DeFi staking on Waves Neutrino made me fail to myself

in LeoFinance3 years ago

This is the tale of someone -me- who decided to go for a risky "investment" while it has avoided them for most of its crypto-life.

I had certain amount of bitcoin accumulating dust. I had earned them working for a certain well known company from the crypto-sphere. It happened that I had also attracted a relative to get into this wonderful world of freedom.

Being that person younger than me, it liked to be more risky, and was very often asking me about projects from the "DeFi" world.

My first adventure on DeFi

I then did some research and advised to get in or to run away from it. It also happened that in a few of those projects -all of them very well known, Nexo as an example- we both get in. In the case of Nexo, I knew it from a time before, I liked their dividends program, although I never get in at the time.

I am of the kind of person which likes to know where is putting its money. Not a deep knowledge, but at least know from where I will be getting my profits.

In the case of Nexo, for example, my money is lended by the platform to other people. Nexo makes some profit from this like a bank. It lends my money for a greater interest than what needs to pay me for it. Quite simple. Like I said, it works like a traditional bank, but with crypto-assets instead of trash-money.

Bitten by DeFi's bug

Meanwhile, I decided to stake the money on Stellar. I don't like fiat money, but just in case everything goes to dust, at least I would have some money in the form of a stablecoin. After some time, I staked it to get some rewards.

Then, I was asked about Terra and Anchor UST. At first, I liked it. Over there you can find assets representing shares of some well known business. I won't tell you which ones, as I don't want to risk vomiting after pronouncing every name.

While watching some videos on Odysee, I watched one which was claiming Terra UST could be a ponzi scheme. As I know that my relative was thinking about putting a very big amount there, I run to ask to don¡t do it. Luckily I was able to warn him on time.

Finally, I suggested to put the money on Waves USDT. I was a holder during the previous boom of the Bitcoin and Waves was one of the cryptocurrencies I liked the most. Long time after selling my WAVE tokens, I learned about the way transactions are confirmed -really fast, sometimes even instantly, as Waves blockchain blocks are relayed while they are still being built-.

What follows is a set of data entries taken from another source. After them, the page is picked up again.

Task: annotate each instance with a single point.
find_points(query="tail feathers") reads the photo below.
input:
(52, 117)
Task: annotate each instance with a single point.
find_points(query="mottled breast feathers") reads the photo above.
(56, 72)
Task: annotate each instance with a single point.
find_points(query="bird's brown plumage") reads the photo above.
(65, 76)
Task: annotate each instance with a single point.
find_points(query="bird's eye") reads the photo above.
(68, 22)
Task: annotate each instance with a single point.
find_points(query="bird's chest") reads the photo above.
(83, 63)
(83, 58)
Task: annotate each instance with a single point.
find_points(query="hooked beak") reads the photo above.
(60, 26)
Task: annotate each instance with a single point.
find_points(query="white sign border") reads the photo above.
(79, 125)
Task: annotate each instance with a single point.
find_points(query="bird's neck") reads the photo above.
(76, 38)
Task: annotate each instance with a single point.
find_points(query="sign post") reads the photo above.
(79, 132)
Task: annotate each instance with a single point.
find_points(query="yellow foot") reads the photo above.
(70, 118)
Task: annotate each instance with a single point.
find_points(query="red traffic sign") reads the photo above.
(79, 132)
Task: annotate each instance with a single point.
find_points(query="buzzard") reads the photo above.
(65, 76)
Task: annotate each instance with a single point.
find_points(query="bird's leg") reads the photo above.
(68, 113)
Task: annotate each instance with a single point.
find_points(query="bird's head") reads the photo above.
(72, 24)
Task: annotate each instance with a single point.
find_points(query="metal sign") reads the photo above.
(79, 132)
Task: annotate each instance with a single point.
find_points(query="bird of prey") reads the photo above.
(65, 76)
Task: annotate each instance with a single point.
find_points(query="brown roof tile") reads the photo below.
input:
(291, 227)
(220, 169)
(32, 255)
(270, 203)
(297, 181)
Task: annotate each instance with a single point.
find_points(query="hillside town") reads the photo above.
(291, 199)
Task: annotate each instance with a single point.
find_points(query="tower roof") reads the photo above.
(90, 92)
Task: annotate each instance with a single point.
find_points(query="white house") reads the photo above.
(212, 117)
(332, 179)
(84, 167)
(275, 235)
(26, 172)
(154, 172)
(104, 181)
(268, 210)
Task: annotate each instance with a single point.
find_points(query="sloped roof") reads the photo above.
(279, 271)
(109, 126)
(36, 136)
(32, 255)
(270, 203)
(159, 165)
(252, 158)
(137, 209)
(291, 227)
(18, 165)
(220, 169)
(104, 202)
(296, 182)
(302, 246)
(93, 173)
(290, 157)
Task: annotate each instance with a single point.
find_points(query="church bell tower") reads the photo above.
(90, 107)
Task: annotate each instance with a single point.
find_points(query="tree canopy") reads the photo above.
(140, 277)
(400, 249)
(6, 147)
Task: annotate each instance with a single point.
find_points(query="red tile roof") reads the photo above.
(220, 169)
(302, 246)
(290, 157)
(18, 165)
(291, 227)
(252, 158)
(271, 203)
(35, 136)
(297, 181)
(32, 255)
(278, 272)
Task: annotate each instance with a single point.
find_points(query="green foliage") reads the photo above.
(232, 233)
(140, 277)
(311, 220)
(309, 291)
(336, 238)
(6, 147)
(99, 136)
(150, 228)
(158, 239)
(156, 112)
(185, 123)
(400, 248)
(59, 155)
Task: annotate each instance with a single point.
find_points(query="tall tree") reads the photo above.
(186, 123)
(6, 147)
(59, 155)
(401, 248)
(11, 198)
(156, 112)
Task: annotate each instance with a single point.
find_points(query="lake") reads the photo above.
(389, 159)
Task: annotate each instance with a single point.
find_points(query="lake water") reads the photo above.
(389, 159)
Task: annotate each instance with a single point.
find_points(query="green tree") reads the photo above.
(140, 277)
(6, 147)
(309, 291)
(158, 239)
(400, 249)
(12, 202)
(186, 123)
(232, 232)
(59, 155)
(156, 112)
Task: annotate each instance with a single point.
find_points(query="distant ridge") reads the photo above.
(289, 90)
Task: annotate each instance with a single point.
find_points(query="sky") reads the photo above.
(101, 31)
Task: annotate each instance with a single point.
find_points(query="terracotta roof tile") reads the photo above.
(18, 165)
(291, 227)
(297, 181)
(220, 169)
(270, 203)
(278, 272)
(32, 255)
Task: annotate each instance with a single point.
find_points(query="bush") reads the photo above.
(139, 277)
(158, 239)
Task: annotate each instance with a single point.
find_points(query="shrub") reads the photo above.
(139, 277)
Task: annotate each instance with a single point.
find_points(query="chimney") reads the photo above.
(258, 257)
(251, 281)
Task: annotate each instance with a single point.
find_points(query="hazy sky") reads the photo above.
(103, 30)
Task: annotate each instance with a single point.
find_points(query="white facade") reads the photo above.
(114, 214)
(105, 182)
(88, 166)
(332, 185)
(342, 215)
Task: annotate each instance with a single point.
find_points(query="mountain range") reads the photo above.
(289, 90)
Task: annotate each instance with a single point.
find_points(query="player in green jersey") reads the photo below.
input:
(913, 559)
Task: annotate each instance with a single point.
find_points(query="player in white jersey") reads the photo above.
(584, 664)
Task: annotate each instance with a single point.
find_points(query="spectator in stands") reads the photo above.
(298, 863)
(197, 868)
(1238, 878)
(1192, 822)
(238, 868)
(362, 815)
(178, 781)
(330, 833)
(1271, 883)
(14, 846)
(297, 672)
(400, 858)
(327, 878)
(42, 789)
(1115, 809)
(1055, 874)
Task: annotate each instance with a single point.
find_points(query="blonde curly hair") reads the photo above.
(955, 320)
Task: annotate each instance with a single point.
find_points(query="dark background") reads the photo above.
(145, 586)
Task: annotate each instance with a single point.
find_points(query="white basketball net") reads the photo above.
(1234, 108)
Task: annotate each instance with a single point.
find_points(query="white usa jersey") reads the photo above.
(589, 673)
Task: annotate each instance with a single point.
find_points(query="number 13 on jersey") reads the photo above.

I staked certain amount of EURN -which had to be bought with USDN- before the weekend. And then, on Monday, BOOM. USDN token lost its peg with USD -right now it is being exchanged for about 0.9 USD, but it has gone to 0.6 USD-.

Again, I warned my relative about it, and luckily I am also being early about it. I don't want anyone to loose money because of an advise given by myself.

While trying to avoid a risk which was unconfirmed, I felt into another one which I could totally had avoided, as some users of a social media platform had already alerted people. One of them even with transactions which seems are a proof about Waves development team increasing Waves price to be able to keep minting more USDN tokens.

I recognize that I fell into the trap. I didn't understand the way Neutrino works -and I am still not being able to- and I shouldn't put a single cent over there.

And all of this has made me rethink about the cryptosphere.

Staking of native token is for holders. Everything else is for greedy people

Proof-of-stake distributes tokens to holders. Those tokens are new. And it doesn't matter how many holders are ready to stake. Nodes receive their newly minted tokens and then they distribute them. In Cardano, that process is hard-coded on the blockchain software. On Waves, nodes gets their rewards and then they decide who and how many will get a portion of it.

However, on these platforms which are offering you more than 5% or 10% something obscure is happening for them to be able to give a much higher percentage. Also interesting that the bigger percentage is always for staking stablecoins -or shitcoins also-. They are targeting greedy people and people not really interested in cryptocurrencies.

I just don't understand how they are able to give anything. What they are using my money for? In real world, such a big interest is suspicious, except of banks, where their business model is well known, in the case of deposits and loans.

At the end, I will most likely move my money to increase my current holdings of some proof-of-stake blockchain.